TV footage shows Taliban's expanded control of Nuristan
Television footage broadcast by Al-Jazeera on Tuesday showed insurgents handling U.S. ammunition in a remote area of eastern Afghanistan where eight American forces died in a firefight last month. The Taliban claims to have appointed local officials and reopened schools in Nuristan, a province now believed to be under their control. The ammunition is said to have been seized from two military outposts abandoned by US forces last month. According to Pentagon officials, the closing of the outpost in Nuristan was part of an initiative by General Stanley McChrystal, the US and NATO commander in Afghanistan, to focus on more heavily populated areas.
Meanwhile, Hamid Karzai is expected to reach out to moderate Taliban fighters in his inauguration speech on 19 November. Reintegration of Taliban fighters with little affiliation to the group’s ideology is part of an initiative supported by international forces to quell insurgency.
Elsewhere President Barack Obama is set to discuss US policy in Afghanistan with his national security team on Wednesday as speculation mounts over a decision on troop levels. Obama is poised to confirm a surge of more than 30,000 US combat troops, according to senior military sources.
Somali pirates capture two more ships
Somali pirated hijacked a Yemeni fishing boat and a Greek cargo ship carrying chemicals on Wednesday. The attack is the latest in a growing maritime crime wave gripping the Indian Ocean. Somali pirates are holding at least thirteen vessels and more than 230 crew hostage, including a British couple whose yacht was hijacked off the Seychelles.

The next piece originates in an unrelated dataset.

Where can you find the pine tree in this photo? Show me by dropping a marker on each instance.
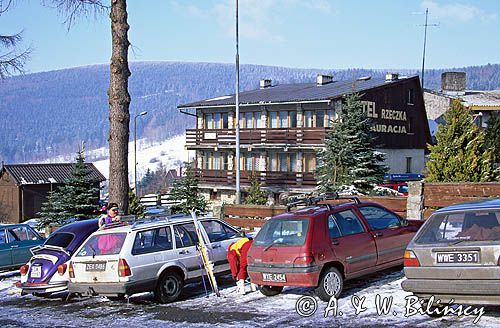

On Tuesday, the Seychelles and the European Union signed an agreement authorising EU naval forces to hunt and detain suspected Somali pirated in waters off the Seychelles. The deal is designed to help the small country develop its own anti-piracy capacity. The US military has deployed unmanned drones to scour the Indian Ocean for Somali pirates. Drones are being used to zoom in on suspected pirated from heights of up to 50,000 feet. There are currently no plans to allow unmanned aircraft to carry weaponry.
US Security firm Blackwater in bribery scandal
Top Blackwater executives authorised $1 million in payments to Iraqi officials that were intended to silence criticism and buy their support following a deadly shooting in Baghdad in 2007 that killed seventeen Iraqi civilians. According to former company officials, Gary Jackson, who was then Blackwater's president, had approved of the bribes and the money was sent from Amman, Jordan to a manager in Iraq. The strategy of buying off government officials, which would have been illegal under American law, reportedly created divisions inside the company. Five Blackwater guards involved in the Baghdad shooting are facing charges in the US and their trial is scheduled to begin in February in Washington. The State Department denies knowledge of any wrongdoing on the part of the security firm, which previously won multimillion dollar defense contracts.
FARC attack kills 9 Colombian soldiers
Nine Colombian soldiers have been killed in a clash with fighters from the Revolutionary Armed Forces of Colombia (FARC) in a southwestern part of the country used as a cocaine smuggling corridor by the rebels. Colombian troops came under mortar attack late on Monday in the town of Corinto, located in the mountainous province of Cauca. President Alvaro Uribe described the deaths as a tragedy.
The ferocity of the attack has shown that Uribe's US-backed military campaign against the left-wing rebels has failed to end the guerillas’ offensive capacity. Whilst violence has significantly decreased in recent years, the rebels retain a firm hold of the countryside and continue to profit from the illegal drugs trade.